Despite its ubiquity in Northeast Europe, the earliest comb-impressed pottery is actually found in Manchuria over 6,000 years ago, pointing to eastern connections. What we know of the CCC suggests they were an advanced hunter-gatherer culture distinguished by their mobility across Northern Eurasia, and they do seem to have spread westward from the east, finally resting at the shores of the Baltic. This made them a natural candidate to be the elusive proto-Finns. As the CCC presence in Northern Europe predates the expansion of Indo-European languages, the thesis was convenient for nationalists as well, as it testified to the cultural indigeneity of the Finns in the Baltic. If the CCC spoke Finnic languages, then these dialects would date back to before the arrival of Scandinavians in lands to the west and Balts to the south. The Finns could be thought of as aboriginal to the region, its O.G. settlers.

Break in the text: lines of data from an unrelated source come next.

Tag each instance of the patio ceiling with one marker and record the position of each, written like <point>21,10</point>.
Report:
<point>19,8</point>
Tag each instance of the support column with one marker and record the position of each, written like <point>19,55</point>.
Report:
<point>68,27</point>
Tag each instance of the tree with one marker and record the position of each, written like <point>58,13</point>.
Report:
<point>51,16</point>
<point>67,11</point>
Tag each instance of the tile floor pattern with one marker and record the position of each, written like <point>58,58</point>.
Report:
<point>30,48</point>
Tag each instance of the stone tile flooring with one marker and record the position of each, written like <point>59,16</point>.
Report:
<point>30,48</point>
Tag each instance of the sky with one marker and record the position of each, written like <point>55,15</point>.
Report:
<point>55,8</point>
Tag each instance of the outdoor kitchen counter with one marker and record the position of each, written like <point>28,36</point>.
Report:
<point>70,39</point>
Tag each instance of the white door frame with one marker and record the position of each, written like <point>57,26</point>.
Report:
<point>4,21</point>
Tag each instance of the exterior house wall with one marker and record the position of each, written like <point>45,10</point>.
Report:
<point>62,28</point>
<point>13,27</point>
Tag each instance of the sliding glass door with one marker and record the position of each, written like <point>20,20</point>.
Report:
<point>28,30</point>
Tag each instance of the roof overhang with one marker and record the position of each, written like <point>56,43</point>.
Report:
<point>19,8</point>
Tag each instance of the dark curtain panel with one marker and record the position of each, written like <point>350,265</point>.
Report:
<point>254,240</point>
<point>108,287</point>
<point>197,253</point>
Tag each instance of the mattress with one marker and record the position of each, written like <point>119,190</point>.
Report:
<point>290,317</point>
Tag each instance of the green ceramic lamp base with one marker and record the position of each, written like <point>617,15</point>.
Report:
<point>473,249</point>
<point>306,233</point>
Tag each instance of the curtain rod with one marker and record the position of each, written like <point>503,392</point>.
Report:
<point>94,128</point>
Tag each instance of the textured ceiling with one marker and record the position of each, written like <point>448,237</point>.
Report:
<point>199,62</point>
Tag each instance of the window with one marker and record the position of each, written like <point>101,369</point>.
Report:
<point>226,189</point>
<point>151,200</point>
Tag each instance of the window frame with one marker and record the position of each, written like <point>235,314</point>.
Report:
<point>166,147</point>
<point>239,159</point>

Though we can’t ascertain what language the CCC spoke with certitude, ancient DNA has established their genetic affinities. Their Y chromosomes are never N1c, and their genomes show no evidence of recent ancestral connections to East Asia, two of the tell-tale diagnostic features of the Finnic populations in Northeast Europe today. The CCC descend mostly from “Eastern Hunter-Gatherers” (EHG), a catchall set of varied peoples who occupied the vast and lightly settled territory to the east of the Baltic and west of the Urals after the last ice age. Most of the ancestry of the EHG was actually shared with Pleistocene Siberian populations even further east, beyond the Urals, whose reach extended to the Pacific ocean, and ended up contributing about 40% of Native American ancestry.
Nevertheless, EHG populations lack any genetic ties to modern groups in East Asia proper, in Manchuria and Northern China. This is not true of contemporary Siberians. Despite its harsh climate, Siberia has been subject to migration out of Manchuria and Mongolia several times, and its current inhabitants’ genetic heritage is a complex layering of “Paleo-Siberian” ancestry dating back to the arrival of modern humans (the component also found in the EHG), with “Neo-Siberian” heritage connected to movements out of East Asia over the last 15,000 years. The distinct Siberian ancestry in Finns indicates recently shared heritage with East Asia. This definitively rules out the CCC as a source of Siberian ancestry in the Baltic.
Eventually, the conveyor belt of archaeological cultures moved on, and farming did arrive in Northeast Europe. By 2500 BC, the region was host to the arrival of the Corded Ware Culture (CWC). The CWC were almost certainly Indo-European speaking, with origins in the Pontic steppe north of the Black Sea. In Scandinavia, the CWC begat a local variation, the more charismatically named Battle Axe Culture. Having hopped across the Gulf of Bothnia, the Battle Axe people occupied the southern and western coast of modern Finland (leaving the vast interior to foraging populations presumably descended from the CCC). This prefigured the later invasion of crusading Swedes, who contributed our first written records of events in Finland.